Melbourne SoundWords
Swanston St & Flinders St, Melbourne
FREE
You are invited to take part in Melbourne SoundWords, a phonographic writing project convened by Salomé Voegelin in collaboration with Catherine Clover for Liquid Architecture 2014.
Melbourne SoundWords forms a guest edition of a regular blog SoundWords, which attempts to write about sound and the listened to without simply relying on adjectives and adverbs, (loud, quiet, noisy, harsh) but by expanding and inventing words and their use, to accommodate the invisible ephemerality and passing nature of sound. We are interested in publishing short texts that express a present listening to Melbourne, or that articulate a remembered sound of the city, and even texts about imagined sounds that might not have been heard at all but that could sound in Melbourne one day. They can be from any environment you listen in: your home or your hotel room, the street, the car or the bus, a shop or bar, a park or an institution, any moment of listening through which you encounter or imagine the city.
These texts can be very short, with the minimum word count being one, and the maximum being 50. You are encouraged to write several times or only once, these texts can be as experimental, ungrammatical, poetic, prosaic or even inarticulate, as you like.
Please send your texts to Salomé Voegelin mail@salomevoegelin.net.
SoundWords was started in 2010 as an attempt to write about sound without placing it in the role of the attribute, the adjective and adverb, linked and sublimated to a visual object, a noun, describing without being grasped in its own invisible materiality.
The blog writes the soundscape, sonic events and occurrences of the everyday through listening: working from the heard into words, to draw attention to the listening process and how we participate in our acoustic environment.

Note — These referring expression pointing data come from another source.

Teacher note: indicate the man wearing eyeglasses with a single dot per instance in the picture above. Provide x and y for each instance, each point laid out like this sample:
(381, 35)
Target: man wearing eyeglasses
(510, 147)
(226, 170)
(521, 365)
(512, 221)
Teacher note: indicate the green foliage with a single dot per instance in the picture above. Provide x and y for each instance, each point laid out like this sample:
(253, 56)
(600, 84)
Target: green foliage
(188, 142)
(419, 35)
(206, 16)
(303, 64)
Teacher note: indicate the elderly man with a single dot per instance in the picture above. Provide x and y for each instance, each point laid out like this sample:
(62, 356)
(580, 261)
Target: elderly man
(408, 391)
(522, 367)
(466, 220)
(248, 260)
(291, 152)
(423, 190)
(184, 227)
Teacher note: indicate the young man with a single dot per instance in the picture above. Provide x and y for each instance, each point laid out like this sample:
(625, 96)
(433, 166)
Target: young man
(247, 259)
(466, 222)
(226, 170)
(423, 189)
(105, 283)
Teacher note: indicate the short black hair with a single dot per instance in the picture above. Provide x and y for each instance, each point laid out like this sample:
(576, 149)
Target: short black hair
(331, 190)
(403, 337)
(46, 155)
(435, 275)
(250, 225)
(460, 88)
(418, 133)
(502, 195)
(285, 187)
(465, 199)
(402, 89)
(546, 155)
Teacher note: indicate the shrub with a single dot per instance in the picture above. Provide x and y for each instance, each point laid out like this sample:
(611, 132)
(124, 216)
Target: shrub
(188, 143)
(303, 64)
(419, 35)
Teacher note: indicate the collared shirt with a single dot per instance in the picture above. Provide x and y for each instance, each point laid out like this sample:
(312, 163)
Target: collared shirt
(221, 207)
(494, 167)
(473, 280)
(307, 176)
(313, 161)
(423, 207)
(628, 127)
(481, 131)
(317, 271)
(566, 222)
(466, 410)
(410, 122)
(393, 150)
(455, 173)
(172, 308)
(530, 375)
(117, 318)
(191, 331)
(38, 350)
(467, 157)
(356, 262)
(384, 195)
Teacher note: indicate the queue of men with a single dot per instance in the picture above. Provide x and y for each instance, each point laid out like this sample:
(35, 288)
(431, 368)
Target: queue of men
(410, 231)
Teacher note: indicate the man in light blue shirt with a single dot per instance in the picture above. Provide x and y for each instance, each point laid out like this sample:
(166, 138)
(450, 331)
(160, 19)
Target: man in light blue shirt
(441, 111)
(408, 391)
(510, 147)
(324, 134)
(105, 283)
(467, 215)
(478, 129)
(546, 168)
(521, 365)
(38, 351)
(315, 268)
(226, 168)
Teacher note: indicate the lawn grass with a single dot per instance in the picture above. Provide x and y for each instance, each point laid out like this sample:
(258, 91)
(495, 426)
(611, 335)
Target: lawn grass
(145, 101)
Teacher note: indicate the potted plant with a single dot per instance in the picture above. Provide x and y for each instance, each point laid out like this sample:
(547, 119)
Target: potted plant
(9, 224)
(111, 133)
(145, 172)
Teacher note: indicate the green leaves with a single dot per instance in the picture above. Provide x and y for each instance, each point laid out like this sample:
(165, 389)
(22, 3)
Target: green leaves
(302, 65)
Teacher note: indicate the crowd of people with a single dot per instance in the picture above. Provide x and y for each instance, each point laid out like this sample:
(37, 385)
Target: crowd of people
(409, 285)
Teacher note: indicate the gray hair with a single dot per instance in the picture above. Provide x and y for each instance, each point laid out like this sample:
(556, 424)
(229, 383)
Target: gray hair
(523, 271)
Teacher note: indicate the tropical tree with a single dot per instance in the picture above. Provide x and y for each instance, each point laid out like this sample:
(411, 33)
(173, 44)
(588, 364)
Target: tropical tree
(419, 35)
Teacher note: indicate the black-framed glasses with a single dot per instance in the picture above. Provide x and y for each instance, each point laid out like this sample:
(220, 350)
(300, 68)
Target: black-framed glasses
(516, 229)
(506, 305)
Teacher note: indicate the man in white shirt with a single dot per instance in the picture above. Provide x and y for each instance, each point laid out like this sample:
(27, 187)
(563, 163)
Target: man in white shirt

The interest lies in what a transcription of listening can produce, how it can narrate our surroundings differently, leading to different insights, sensibilities and consequences about the world we live in and how we live in it.
Your texts about Melbourne will be added to the blog and hopefully the blog will have new entries everyday increasingly opening the sonic world of Melbourne to its readers who might never have been there and only know it from images or from its visual map, or who have lived there all their lives but never listened to it. The aim is to provide a different image of the city, one made from the relationships, processes and materials forming below the surface of the visible; to explore Melbourne through its sound, to hear it as an environment, a timespace place that does not afford us a vista but grants us access to the mobility of its own production.